À la suite de l’effondrement de l’auvent de la gare de Novi Sad à l’automne dernier, des milliers de Serbes manifestent depuis des mois dans les rues pour dénoncer la corruption du pouvoir. Ce mouvement peut-il déboucher sur une libéralisation du régime ? Quel est l’état de la liberté de la presse en Serbie ? Et quel est le sentiment général de la population vis-à-vis de son passé yougoslave ? Pour répondre à ces questions, Voix de l’Hexagone a interrogé Alexis Troude, docteur en géopolitique, chargé de cours à l’Université de Versailles-Saint-Quentin et spécialiste des Balkans.
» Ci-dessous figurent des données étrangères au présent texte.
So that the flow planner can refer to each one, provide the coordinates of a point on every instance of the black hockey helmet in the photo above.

Propos recueillis par Ella Micheletti.
Voix de l’Hexagone : La démission du Premier ministre Milos Vucevic, mardi 28 janvier, était-elle prévisible au regard des contestations qui agitent le pays depuis trois mois ? Le président Aleksander Vucic a-t-il déjà un successeur en tête pour le remplacer ?
Alexis Troude : Ce n’était pas du tout prévisible. C’est un pouvoir qui était extrêmement bien ancré depuis plus d’une décennie. On ne s’attendait pas du tout à cette démission, d’autant qu’il y avait déjà eu de nombreux mouvements et manifestations ces dernières années. Ce n’est donc pas la première de ce type. Cependant, on ne pensait pas que des représentants de ce pouvoir accepteraient de démissionner. Cela ouvre tout de même des perspectives optimistes.
Le 27 janvier, le tabassage d’une étudiante, qui appelait à manifester, par des membres du parti au pouvoir, le Parti progressiste serbe (SNS), a renforcé la colère des manifestants. Cette extrême violence du côté des nervis de ce parti (et plus globalement des autres partis serbes) est-elle fréquente ?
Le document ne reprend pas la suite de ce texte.